It must be something of a first for the Greens to get two positive articles in a row in the Australian Jewish News, one of the leading local proponents of the racist state of Israel. Certainly, Facebook followers of both the Greens and the AJN were somewhat shocked.
On 15 May, the AJN welcomed Richard Di Natale’s elevation to leader of the Greens. Its reasons were pretty blunt: Di Natale might be acceptable to supporters of Israeli war crimes because he had “personally spoken out passionately against [boycotts, divestment and sanctions (BDS) against Israel] and rejected the pro-BDS position of his colleague Senator Rhiannon and two NSW Greens MPs”.
The same point was repeated in the very complimentary spread, “Di Natale in his own words”, which followed on 22 May. In this, Di Natale’s support for Israel went further, to the core of its racist nature: “Palestinian Authority President Mahmoud Abbas must acknowledge Israel’s right to exist as a Jewish state, new Australian Greens leader Richard Di Natale says”.
It’s pretty obvious why the AJN would want to publicise this. Israel’s reputation needs constant shoring up because of its attacks on Palestinian human rights.
But what’s in it for Di Natale and the Greens?
In short, respectability and a further move to the centre, emphasising that the Greens can be relied upon not to rock the boat. Given the existence within the Greens of some support for the rights of the Palestinians, Di Natale has some ground to make up if he is to reposition the Greens on this issue.
When the AJN expresses concern that “One of Di Natale’s co-deputies, West Australian Senator Scott Ludlam described Israel as a ‘rogue state’ in 2010, while the other, Queensland Senator Larissa Waters, wrote on Facebook during Operation Protective Edge, ‘Tony Abbott must pressure the United States not to restock the Israeli armed forces’”, Di Natale must have an answer.
So it is not an accident that he has ditched support for Palestine in the harshest possible way – by instead supporting Israel’s “right” to be a racially/religiously pure “Jewish state”.
What this means is an acceptance of the racist nature of the state, and of the continued dispossession of the Palestinians.

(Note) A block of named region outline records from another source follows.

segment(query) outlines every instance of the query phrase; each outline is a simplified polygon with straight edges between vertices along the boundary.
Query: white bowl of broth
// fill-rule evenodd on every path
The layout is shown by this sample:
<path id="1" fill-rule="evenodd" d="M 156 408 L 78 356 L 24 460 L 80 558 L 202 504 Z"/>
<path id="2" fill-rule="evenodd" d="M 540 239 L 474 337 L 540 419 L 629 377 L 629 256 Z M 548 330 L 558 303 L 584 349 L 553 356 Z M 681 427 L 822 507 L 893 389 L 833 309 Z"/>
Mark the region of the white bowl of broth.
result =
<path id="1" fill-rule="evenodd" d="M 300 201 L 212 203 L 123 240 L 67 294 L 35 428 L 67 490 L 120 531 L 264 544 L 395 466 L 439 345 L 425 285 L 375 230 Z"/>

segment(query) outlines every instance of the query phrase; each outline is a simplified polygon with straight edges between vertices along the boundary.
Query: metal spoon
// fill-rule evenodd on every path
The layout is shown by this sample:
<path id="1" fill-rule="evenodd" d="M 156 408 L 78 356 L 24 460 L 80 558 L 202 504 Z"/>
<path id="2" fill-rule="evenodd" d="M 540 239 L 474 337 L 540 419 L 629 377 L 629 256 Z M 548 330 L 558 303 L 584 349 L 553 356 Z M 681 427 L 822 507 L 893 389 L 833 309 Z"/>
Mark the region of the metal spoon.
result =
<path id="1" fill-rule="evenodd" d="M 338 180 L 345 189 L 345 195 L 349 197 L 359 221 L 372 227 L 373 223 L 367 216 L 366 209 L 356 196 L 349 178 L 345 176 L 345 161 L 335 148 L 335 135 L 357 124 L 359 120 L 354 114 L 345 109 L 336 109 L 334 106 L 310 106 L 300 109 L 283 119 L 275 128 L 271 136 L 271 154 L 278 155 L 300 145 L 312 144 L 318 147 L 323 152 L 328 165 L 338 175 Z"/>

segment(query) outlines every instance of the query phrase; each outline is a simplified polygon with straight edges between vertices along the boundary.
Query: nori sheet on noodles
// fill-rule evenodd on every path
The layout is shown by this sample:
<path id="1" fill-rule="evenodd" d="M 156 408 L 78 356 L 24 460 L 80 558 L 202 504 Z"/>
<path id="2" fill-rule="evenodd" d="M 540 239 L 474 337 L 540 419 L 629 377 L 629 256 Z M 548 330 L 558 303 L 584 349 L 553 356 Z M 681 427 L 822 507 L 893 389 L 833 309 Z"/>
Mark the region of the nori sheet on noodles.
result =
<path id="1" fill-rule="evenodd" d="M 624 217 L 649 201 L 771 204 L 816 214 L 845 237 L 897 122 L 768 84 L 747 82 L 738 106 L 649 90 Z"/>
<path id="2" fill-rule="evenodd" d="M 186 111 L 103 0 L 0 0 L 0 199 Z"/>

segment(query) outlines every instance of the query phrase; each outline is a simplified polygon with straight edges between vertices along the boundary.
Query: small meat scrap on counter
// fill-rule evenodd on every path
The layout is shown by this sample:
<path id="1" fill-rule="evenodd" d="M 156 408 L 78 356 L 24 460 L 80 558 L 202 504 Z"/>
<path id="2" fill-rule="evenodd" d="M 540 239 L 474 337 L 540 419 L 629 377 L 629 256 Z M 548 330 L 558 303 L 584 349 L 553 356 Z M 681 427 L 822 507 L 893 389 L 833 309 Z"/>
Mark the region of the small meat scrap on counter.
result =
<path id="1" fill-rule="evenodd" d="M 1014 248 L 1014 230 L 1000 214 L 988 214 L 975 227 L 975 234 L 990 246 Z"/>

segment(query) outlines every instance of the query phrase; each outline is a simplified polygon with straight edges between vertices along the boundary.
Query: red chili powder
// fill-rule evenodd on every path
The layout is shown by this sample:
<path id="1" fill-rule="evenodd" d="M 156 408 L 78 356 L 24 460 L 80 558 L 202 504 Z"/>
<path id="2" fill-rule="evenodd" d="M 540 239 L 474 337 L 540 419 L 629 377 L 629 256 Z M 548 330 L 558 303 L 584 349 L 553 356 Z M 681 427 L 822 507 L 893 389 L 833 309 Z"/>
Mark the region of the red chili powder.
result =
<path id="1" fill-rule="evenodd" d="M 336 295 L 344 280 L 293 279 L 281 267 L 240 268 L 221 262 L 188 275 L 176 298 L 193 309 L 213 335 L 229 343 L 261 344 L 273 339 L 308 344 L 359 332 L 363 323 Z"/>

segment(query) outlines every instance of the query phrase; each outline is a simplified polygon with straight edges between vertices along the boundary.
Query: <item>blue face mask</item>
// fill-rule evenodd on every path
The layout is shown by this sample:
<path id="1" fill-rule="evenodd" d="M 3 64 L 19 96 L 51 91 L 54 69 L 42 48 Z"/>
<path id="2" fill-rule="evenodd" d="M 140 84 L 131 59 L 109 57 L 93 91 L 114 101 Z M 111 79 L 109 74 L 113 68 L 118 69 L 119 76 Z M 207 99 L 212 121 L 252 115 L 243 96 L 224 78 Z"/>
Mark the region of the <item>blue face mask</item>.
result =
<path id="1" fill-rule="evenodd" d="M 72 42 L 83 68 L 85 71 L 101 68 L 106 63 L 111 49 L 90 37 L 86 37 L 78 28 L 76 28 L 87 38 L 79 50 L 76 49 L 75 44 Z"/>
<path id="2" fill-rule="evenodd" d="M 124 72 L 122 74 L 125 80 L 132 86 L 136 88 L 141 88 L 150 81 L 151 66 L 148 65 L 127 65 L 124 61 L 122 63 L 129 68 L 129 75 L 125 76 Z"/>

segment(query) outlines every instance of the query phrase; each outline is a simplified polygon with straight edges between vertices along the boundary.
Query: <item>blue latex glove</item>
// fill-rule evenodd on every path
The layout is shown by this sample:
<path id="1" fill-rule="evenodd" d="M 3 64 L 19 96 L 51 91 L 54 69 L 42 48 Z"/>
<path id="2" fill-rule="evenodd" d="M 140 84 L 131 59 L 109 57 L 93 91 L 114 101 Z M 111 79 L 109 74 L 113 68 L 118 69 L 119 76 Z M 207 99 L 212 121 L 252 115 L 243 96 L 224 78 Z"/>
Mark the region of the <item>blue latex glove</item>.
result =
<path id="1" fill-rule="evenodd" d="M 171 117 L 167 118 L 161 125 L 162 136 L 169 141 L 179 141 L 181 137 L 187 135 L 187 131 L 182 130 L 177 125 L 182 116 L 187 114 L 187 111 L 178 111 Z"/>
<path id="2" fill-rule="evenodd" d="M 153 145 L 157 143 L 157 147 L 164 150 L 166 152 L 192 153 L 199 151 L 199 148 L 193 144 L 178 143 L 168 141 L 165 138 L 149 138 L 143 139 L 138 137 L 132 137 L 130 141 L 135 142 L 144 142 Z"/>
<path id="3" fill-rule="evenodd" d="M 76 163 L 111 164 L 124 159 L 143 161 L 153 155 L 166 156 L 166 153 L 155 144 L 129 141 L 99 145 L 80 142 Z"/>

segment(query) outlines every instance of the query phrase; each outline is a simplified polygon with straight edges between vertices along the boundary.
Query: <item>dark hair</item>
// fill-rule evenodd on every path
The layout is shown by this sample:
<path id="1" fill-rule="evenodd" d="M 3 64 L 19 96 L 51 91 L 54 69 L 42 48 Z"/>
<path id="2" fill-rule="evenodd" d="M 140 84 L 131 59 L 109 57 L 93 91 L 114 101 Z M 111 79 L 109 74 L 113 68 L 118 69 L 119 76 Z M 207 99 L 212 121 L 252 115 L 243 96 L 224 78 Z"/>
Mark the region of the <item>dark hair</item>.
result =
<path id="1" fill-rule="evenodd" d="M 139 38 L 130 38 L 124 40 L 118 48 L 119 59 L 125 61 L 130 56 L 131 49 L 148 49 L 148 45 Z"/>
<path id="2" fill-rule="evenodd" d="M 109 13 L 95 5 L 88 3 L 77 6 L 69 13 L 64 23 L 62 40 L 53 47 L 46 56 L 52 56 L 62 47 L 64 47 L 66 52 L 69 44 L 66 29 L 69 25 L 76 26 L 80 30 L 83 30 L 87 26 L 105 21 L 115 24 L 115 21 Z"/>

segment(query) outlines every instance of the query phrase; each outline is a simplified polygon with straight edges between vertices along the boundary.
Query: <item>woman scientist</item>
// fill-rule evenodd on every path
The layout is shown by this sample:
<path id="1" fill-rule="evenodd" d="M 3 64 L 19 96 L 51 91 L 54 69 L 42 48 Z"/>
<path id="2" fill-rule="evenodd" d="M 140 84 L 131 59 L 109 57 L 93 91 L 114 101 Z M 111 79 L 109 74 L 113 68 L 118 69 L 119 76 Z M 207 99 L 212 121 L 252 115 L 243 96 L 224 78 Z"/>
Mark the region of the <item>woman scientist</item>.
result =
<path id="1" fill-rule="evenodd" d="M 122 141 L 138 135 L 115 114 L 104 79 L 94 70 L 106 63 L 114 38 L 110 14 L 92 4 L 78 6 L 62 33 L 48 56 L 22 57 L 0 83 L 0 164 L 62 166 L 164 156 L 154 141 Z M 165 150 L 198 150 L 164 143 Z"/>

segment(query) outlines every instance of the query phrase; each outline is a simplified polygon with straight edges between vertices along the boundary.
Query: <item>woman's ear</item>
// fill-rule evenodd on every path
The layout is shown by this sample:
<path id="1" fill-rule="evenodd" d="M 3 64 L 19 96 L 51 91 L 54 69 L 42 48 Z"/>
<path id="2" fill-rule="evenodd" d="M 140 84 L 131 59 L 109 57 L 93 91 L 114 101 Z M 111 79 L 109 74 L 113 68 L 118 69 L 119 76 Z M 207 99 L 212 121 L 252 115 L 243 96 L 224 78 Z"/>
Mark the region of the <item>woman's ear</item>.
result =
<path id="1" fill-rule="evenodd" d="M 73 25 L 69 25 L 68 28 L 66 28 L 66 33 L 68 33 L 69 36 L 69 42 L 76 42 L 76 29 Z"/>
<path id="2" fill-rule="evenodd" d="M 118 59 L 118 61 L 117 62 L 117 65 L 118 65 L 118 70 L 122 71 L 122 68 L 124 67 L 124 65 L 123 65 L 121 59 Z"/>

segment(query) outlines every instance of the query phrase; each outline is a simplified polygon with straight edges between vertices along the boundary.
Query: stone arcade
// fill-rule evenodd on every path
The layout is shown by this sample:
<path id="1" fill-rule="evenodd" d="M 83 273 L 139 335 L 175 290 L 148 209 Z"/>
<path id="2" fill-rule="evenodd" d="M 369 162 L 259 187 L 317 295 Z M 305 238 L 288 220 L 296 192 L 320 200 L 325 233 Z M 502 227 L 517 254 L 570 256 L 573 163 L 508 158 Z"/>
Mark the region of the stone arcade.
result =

This is no naive mistake. If more evidence were needed, Israel’s newly elected hard right government has made this meaning of “Jewish state” abundantly clear. In a recent speech, Tzipi Hotovely, Israel’s deputy foreign minister, vowed to continue building Jewish-onlysettlements across the West Bank. “This land is ours”, she said. “All of it is ours. We did not come here to apologise for that … We expect as a matter of principle of the international community to recognise Israel’s right to build homes for Jews in their homeland, everywhere”.
Having established his support for the fundamental injustice against the Palestinians – the foundation of an apartheid state on their land – Di Natale can then add some specifically “green” touches, expressing admiration for Israel’s advances in environmental technology, especially in the field of water saving.
This is a particularly appalling choice, as control of water resources is one of the means by which Israel daily assaults the Palestinians, diverting water from the remaining Palestinian territories to Israeli cities and settlements.
Di Natale has made it clear which side he is on.